Execute install script
./install.sh <env>
Timeouts and race conditions
Context Deadline Exceeded
: This just happens sometimes, usually resolved by rerunning the install script.
Key Management Service Duplicate Resource
This is usually caused by a problem with tfstate, it can't be immediately fixed because Amazon Key Management Service objects have a 7-day waiting period to delete.
The workaround is to change/add a name
var to the tfvars (ie jupyerhub-on-eks-2
)
Mark the existing KMS for deletion. You will need to assume the AWS IAM Role used to create it (ie JupyterhubProvisioningRole
)
Show config of current jupyterhub deployment
Warning: This is the fully templated jupyterhub. Be careful not to expose secrets.

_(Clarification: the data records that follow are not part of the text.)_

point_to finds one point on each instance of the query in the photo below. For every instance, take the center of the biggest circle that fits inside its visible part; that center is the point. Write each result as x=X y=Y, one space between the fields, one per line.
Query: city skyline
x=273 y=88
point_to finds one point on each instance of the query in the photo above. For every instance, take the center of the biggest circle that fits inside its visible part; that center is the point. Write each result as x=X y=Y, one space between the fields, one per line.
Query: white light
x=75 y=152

helm get values jupyterhub -n jupyterhub
Route the Domain in Route 53
In Route 53 -> Hosted Zones -> <jupyterhub_domain> create an A
type Record that routes to an
Alias to Network Load Balancer
. Set the region and the EXTERNAL_IP of the service/proxy-public
Kubernetes object in the jupyterhub
namespace.
This will need to be redone each time the proxy-public
service is recreated (occurs during
./cleanup.sh
).
Changes to variables or the template configuration usually are updated idempotently by running
./install.sh <env>
without the need to cleanup prior.
Prior to cleanup ensure that kubectl and helm are using the appropriate kubeconfig
.
(<name>
is the value name
in terraform.tfvars
.)
aws eks --region us-east-2 update-kubeconfig --name <name-prefix>
Cleanup requires the same variables and is run ./cleanup.sh <env>
.
NOTE: Occasionally the Kubernetes namespace fails to delete.

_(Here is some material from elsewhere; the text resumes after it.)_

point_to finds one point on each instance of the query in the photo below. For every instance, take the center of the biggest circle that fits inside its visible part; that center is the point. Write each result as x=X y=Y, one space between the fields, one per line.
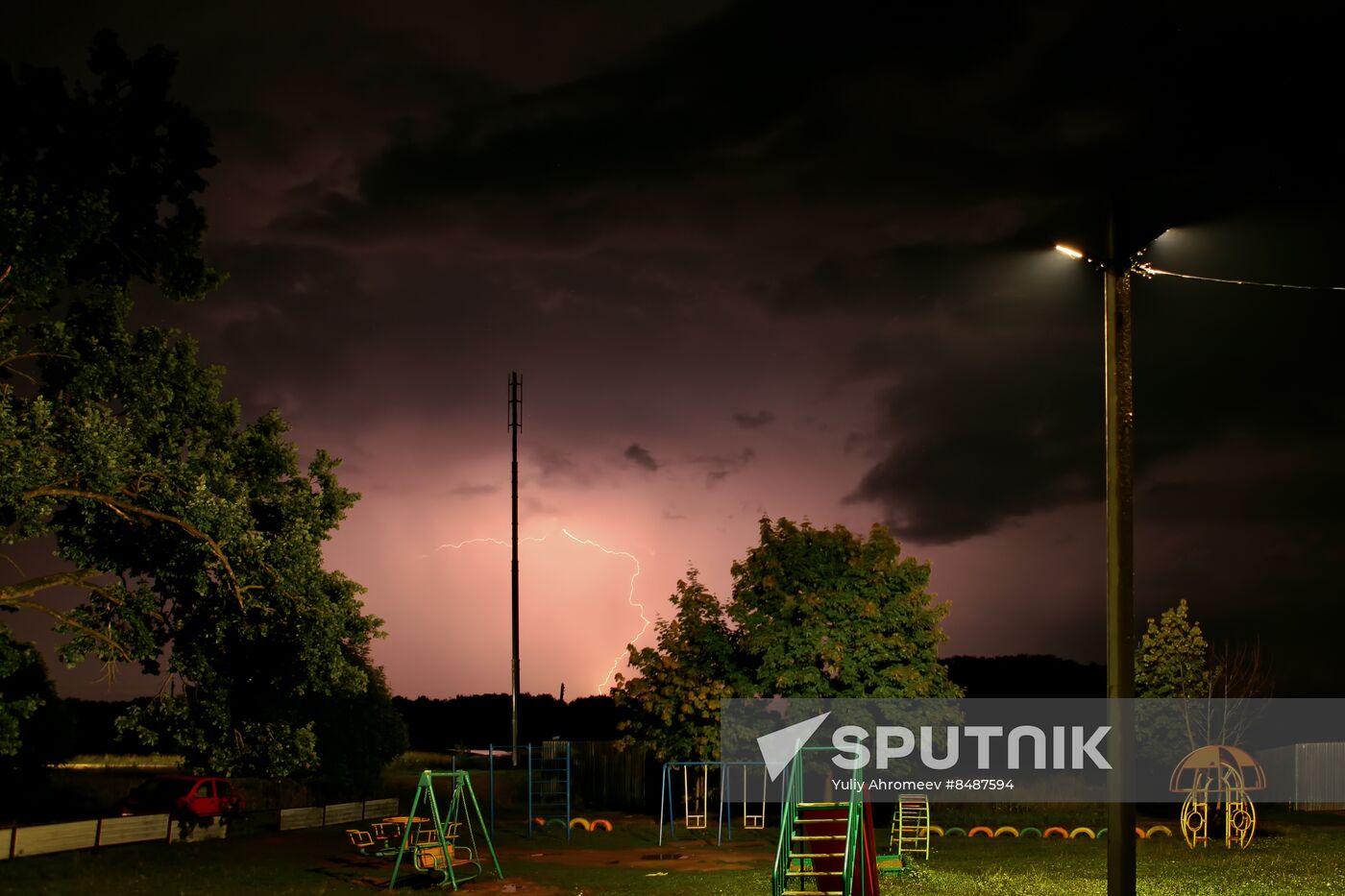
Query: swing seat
x=429 y=860
x=362 y=839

WARNING: Sometimes AWS VPCs are left up due to an upstream Terraform race condition and must be deleted by hand (including hand-deleting each nested object).
terraform destroy -target=module.eks_data_addons.helm_release.jupyterhub -auto-approve
will
destroy all the jupyterhub assets, but will leave the EKS and VPC infrastructure intact.
Add the user/IAM to mapUsers
.
kubectl edit configMap -n kube-system aws-auth
apiVersion: v1
data:
mapAccounts: <snip>
mapRoles: <snip>
mapUsers: |
- groups:
- system:masters
userarn: arn:aws:iam::<acct_id>:user/<iam_username>
username: <iam_username>
kind: ConfigMap
metadata:
name: aws-auth
namespace: kube-system
These are the options for user-facing machines that run as a pod on the node, and they are configured in profileList
in dandihub.yaml
.
Each profile can have multiple user-facing profile_options
including images
.
These are the EKS machines that may run underneath one or more user-hub pods, and they are configured via Karpenter.
The node pools are configured in addons.tf
with karpenter-resources-*
objects.
The configuration for the machines that run the autoscaling and monitoring layer is eks_managed_node_groups
in main.tf
.
Kubernetes version is controlled via the terraform variable eks_cluster_version
, the default is
in versions.tf
, but each deployment can specify their own value in their tfvars
.
These objects are created by z2jh.
https://z2jh.jupyter.org/en/stable/
kubectl get all -n jupyterhub
Notable objects:
pod/hub-23490-393
: Jupyterhub server and culler podpod/jupyter-<github_username>
: User podpod/user-scheduler-5d8b9567-26x6j
: Creates user pods. There are two; one has been elected leader, with one backup.service/proxy-public
: LoadBalancer, External IP must be connected to DNS (Route 53)
pod/karpenter-75fc7784bf-cjddv
responds similarly to the cluster-autoscaler.
When Jupyterhub user pods are scheduled and sufficient Nodes are not available, Karpenter creates a NodeClaim and then interacts with AWS to spin up machines.
nodeclaims
: Create a node from one of the Karpenter Nodepools. (This is where spot/on-demand is configured for user-pods).